Iaomai and Therapeuo — The Two Greek Words That Show God Heals Both Instantly and Continuously
"How God anointed Jesus of Nazareth with the Holy Spirit and with power, who went about doing good and healing (iaomai) all who were oppressed by the devil, for God was with Him." — Acts 10:38, NKJV— Acts 10:38
When you read the word "heal" in your English New Testament, it is often translating one of two very different Greek words — and the distinction between them reveals something beautiful about how God works.
The first is iaomai (ἰάομαι, Strong's G2390). This word describes healing that is miraculous, instantaneous, and divine — healing that points unmistakably upward. When Jesus healed the paralysed man who was lowered through the roof (Luke 5:17–26), iaomai captures that moment. Immediate. Complete. Impossible to explain by any other means. It emphasizes God as the direct, sovereign agent.
The second is therapeuo (θεραπεύω, Strong's G2323). You already know this word — the English word therapy comes directly from it. In its Greek root, therapeuo means to serve, to attend to, to minister to with care. It describes healing as a process — the consistent tending of God toward His people, the ongoing work of His Spirit in the human body and soul.
Matthew 4:23 uses both dimensions: Jesus went throughout Galilee teaching, proclaiming, and therapeuo'ing every disease and sickness. Acts 10:38 uses iaomai: He went about healing all who were oppressed of the devil. These are not contradictions — they are the full picture. God heals in a moment, and God heals over a season. Both are real. Both are His.

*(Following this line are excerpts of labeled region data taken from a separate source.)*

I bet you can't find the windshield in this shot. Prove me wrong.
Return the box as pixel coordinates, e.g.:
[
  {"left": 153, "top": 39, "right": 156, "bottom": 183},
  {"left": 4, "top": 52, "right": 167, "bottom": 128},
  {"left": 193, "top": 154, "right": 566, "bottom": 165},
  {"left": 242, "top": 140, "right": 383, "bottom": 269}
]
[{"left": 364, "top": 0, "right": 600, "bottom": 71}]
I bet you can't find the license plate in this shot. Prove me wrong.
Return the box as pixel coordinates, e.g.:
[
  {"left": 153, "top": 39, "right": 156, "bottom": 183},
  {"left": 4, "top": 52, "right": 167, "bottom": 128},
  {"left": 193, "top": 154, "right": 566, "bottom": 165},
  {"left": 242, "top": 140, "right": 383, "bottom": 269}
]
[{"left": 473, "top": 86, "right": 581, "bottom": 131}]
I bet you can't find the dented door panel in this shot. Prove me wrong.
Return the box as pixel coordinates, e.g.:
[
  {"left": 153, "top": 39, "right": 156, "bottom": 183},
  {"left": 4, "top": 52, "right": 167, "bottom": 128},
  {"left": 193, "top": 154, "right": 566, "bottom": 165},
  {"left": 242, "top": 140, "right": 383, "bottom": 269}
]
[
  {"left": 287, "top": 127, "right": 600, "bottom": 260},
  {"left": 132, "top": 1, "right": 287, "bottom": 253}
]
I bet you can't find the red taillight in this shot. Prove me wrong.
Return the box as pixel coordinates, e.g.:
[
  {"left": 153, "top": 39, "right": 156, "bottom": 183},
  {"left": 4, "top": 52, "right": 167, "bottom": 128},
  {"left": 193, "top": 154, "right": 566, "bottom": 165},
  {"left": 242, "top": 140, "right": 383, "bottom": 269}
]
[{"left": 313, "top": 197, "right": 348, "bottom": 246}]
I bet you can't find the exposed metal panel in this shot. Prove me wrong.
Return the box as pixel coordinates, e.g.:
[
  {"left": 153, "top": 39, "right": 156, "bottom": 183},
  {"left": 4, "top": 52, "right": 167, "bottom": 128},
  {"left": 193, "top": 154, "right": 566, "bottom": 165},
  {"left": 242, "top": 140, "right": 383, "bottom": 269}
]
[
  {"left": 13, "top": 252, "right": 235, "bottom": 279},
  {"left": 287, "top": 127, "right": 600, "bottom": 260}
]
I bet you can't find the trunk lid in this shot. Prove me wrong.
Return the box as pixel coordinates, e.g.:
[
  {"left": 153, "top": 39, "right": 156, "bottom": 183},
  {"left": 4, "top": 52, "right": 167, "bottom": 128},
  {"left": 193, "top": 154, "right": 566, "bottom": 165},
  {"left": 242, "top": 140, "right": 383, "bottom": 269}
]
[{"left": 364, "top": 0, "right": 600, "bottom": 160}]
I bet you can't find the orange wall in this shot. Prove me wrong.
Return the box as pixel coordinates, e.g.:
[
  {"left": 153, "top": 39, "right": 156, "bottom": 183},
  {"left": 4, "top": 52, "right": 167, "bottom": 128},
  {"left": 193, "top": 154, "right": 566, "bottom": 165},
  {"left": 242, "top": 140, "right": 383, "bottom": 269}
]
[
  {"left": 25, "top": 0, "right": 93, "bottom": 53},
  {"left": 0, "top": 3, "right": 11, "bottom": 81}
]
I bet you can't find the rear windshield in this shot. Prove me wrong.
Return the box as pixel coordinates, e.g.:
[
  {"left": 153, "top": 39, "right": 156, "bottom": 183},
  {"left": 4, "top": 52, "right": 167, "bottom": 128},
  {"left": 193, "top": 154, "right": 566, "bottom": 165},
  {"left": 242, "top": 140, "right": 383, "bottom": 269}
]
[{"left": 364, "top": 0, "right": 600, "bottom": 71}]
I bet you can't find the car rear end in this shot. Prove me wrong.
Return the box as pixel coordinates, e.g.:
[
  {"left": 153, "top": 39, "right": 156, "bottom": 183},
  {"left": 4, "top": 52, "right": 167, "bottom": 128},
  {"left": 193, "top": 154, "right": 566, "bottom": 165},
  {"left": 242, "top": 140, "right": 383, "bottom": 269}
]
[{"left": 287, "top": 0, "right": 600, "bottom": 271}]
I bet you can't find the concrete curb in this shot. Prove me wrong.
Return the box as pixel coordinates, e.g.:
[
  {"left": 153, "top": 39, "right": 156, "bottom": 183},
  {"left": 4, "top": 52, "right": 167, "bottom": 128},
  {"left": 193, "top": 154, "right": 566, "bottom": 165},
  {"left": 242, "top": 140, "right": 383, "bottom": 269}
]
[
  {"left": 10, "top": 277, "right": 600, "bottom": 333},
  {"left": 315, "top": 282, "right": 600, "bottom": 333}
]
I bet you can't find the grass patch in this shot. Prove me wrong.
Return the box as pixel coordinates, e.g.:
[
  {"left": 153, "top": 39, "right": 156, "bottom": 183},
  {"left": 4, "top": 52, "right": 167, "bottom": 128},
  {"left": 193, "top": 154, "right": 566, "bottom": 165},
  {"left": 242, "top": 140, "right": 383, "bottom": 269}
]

The distinction also carries practical wisdom. When you pray for healing, you are praying into a God who can act instantly (iaomai) and who also tends to you faithfully through every part of the process (therapeuo). Neither mode is inferior to the other. Both flow from the same covenant love.
The revelation: God is not only the God of sudden miracles. He is the God who shows up every single day to minister to what is broken in you — patiently, persistently, faithfully. The therapeuo of God is not "less" than the iaomai of God. It is another face of the same Healer.